The downside of visiting Oahu in December was the water clarity, or lack of. I tried scuba diving for the first time and, boy, I have never been so scared in my life. The weight of the gear kept me on my back and I could not for the life of me go underwater, head first. On top of physically struggling to dive down from the choppy waters at the surface, I was mentally battling the paranoia of breathing underwater. When our dive master and AS finally dragged me a few feet down, I was overwhelmed by the endless blue and nothingness. Other than a few eels and fish, we didn’t see much marine life.
Disappointed at no sights of turtles during our dive, we drove up to Laniakea Beach in North Oahu. Surely enough, there were gigantic honu (green sea turtles) sprawled in the sand. They were massive!! We had to hold back our temptations to touch them – it’s illegal.
We tried surfing for the first time. Well, it was more like 90% paddling out and 10% actually riding a wave because we kept falling. Noobs! It was a workout but we had a blast nonetheless.

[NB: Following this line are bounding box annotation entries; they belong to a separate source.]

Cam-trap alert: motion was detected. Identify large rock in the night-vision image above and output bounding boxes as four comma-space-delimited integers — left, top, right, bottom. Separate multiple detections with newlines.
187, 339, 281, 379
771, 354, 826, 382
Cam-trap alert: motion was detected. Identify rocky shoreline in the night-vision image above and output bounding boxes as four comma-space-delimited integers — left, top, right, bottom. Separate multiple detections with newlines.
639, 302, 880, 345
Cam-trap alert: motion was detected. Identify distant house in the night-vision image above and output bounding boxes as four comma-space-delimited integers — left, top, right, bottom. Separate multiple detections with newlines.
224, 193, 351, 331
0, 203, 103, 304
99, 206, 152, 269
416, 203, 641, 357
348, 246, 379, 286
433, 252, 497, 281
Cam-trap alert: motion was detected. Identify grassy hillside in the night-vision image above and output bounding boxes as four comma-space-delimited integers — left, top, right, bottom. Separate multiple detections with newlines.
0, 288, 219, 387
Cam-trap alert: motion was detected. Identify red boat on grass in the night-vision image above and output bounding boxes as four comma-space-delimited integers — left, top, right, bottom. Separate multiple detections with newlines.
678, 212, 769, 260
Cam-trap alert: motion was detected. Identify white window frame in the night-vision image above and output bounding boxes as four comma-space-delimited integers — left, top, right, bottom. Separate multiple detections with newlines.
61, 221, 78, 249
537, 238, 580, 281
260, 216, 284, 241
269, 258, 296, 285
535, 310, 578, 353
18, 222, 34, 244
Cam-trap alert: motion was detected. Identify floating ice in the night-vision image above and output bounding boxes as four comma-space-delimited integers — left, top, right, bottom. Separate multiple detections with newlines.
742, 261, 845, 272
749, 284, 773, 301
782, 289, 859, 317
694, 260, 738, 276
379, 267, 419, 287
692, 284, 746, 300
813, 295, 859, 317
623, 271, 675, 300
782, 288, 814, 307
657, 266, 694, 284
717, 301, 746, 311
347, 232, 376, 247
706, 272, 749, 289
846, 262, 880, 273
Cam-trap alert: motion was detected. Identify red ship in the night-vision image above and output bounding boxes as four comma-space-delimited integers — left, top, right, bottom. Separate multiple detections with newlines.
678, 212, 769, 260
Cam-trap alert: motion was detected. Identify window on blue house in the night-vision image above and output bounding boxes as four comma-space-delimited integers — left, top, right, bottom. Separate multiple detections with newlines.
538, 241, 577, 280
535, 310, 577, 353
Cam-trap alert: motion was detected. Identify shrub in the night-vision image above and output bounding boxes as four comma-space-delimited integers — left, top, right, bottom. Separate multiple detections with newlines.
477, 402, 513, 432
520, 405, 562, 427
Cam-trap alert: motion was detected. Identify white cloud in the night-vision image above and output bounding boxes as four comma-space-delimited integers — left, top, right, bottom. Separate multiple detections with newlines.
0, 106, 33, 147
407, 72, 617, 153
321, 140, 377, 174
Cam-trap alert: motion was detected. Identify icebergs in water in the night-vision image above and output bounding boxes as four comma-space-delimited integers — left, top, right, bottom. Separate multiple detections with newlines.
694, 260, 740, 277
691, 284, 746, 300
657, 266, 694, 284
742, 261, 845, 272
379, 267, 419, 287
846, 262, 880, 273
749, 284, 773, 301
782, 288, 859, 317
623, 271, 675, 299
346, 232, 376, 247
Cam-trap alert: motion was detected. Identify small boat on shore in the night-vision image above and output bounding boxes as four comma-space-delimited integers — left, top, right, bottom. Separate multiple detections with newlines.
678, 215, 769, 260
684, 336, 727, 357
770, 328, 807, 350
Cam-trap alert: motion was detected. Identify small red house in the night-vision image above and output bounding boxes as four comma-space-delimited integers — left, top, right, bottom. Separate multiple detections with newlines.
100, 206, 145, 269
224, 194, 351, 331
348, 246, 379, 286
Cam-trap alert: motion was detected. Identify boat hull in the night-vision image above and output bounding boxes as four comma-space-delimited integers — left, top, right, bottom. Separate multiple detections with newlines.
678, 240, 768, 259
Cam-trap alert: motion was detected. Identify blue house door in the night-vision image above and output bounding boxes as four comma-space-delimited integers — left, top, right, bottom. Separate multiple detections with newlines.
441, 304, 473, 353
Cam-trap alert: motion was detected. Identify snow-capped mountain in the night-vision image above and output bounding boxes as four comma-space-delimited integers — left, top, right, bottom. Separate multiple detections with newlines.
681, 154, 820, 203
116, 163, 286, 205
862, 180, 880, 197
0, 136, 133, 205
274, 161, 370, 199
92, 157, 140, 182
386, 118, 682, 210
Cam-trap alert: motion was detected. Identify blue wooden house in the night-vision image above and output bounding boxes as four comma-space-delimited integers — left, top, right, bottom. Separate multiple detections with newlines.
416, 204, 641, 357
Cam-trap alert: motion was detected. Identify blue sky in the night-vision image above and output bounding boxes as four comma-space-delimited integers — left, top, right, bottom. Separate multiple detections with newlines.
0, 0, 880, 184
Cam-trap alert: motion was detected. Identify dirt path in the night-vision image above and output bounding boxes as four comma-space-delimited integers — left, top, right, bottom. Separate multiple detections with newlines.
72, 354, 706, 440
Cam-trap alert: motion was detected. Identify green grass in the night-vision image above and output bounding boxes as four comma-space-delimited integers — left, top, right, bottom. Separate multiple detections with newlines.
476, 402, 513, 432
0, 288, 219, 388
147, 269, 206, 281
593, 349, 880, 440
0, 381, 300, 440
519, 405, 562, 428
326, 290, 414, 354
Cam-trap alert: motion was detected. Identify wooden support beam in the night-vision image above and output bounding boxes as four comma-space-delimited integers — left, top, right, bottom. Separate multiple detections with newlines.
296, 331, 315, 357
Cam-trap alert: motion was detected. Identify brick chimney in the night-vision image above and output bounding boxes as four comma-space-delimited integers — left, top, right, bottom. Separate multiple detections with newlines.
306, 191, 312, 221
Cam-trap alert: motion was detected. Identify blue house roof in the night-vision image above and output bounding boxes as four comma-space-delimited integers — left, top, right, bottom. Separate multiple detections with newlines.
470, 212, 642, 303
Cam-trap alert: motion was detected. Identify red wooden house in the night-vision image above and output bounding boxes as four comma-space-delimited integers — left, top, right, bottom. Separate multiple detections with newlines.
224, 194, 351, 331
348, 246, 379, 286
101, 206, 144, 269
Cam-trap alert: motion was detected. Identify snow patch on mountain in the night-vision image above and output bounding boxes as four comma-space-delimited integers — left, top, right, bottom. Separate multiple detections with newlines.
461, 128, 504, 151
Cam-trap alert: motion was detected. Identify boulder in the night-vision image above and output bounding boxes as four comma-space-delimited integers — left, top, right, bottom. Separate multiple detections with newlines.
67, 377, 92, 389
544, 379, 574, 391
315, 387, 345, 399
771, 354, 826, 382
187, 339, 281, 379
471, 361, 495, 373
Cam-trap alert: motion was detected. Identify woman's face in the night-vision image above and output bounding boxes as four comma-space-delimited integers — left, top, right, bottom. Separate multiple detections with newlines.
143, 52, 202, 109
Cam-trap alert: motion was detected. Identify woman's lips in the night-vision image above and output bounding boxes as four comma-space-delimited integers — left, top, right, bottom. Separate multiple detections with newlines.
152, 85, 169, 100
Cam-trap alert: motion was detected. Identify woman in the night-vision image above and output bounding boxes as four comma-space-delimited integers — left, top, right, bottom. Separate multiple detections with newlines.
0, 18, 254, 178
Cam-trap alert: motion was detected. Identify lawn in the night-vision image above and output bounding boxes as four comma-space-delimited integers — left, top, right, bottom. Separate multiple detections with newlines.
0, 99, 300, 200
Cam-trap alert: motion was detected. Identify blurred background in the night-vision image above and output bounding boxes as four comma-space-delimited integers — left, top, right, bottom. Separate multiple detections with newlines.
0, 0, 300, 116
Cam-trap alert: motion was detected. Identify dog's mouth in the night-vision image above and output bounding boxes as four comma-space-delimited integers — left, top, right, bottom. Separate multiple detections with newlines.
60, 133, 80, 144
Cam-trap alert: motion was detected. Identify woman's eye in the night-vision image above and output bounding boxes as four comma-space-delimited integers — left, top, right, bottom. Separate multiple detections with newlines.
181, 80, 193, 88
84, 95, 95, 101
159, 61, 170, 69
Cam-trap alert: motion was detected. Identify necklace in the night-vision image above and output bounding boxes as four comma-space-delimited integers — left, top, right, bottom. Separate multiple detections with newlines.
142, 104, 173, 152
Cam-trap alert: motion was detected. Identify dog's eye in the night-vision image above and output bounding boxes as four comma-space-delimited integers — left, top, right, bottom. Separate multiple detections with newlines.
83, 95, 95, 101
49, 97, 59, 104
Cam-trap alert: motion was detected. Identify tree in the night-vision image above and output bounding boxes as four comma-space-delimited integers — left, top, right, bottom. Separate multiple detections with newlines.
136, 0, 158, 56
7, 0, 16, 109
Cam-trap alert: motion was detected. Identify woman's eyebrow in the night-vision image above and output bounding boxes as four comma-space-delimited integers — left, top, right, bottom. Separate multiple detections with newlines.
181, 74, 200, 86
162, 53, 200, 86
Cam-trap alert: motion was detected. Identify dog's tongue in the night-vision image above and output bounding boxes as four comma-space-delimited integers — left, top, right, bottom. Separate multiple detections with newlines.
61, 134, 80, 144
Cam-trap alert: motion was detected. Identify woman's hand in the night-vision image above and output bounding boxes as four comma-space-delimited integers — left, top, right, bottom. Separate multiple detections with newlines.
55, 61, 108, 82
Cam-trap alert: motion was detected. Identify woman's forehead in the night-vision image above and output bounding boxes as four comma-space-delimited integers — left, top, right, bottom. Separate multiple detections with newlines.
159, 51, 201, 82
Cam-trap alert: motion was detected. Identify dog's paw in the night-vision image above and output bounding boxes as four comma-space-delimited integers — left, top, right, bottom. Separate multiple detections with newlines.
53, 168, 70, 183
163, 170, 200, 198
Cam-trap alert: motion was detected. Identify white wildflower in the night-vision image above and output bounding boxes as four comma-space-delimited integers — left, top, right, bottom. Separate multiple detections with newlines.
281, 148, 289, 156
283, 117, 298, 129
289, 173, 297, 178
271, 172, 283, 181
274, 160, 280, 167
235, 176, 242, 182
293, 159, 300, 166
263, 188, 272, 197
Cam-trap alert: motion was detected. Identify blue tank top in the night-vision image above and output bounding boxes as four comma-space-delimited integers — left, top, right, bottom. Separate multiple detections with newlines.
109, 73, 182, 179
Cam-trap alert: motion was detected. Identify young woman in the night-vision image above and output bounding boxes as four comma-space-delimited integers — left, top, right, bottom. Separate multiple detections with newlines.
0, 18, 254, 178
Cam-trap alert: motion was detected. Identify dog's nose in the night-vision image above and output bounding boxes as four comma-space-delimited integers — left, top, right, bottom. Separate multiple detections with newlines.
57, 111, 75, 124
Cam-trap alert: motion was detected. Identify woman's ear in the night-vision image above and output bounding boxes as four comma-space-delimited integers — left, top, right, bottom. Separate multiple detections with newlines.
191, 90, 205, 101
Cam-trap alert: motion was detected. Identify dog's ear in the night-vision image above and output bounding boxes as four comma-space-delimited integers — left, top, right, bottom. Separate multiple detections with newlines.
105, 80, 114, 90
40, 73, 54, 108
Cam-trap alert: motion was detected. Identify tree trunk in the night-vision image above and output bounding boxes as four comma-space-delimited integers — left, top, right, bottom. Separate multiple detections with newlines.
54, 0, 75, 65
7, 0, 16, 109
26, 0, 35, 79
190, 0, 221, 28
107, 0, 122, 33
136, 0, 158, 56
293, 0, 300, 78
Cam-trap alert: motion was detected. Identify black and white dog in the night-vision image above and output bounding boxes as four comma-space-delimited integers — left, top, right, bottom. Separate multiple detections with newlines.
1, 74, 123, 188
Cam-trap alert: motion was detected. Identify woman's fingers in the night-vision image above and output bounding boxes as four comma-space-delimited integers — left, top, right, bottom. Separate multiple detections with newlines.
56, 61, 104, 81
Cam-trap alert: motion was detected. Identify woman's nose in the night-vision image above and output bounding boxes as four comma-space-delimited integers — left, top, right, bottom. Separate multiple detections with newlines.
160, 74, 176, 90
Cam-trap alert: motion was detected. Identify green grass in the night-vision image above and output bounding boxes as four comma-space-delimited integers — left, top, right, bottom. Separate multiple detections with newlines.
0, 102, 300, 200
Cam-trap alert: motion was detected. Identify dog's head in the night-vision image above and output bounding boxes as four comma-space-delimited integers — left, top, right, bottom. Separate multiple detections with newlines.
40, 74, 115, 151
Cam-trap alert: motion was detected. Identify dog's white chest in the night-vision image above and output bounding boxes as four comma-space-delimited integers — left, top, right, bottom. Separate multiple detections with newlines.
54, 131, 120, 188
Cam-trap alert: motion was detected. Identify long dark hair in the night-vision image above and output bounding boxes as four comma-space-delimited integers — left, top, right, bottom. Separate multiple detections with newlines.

The most memorable activity we did on this trip was the snorkeling excursion. Our boat took us out to sea one early morning to 3-4 snorkeling locations, with a professional guide educating us about marine life in Oahu, particularly spinner vs. bottlenose dolphins. After being dropped in the ocean at one of the stops, we were suddenly surrounded by a pod of over 100 spinner dolphins! We saw these creatures in their natural habitat, up close and personal. It was SO AWESOME.
When to Go
Any month is a good time to visit Oahu since the island is sunny and warm all year round. We were worried that the weather would be iffy in December but there was not a single drop of rain during our stay. What made our first trip together extra special was that the Waikiki strip was decked out with gorgeous Christmas trees and lights. So festive!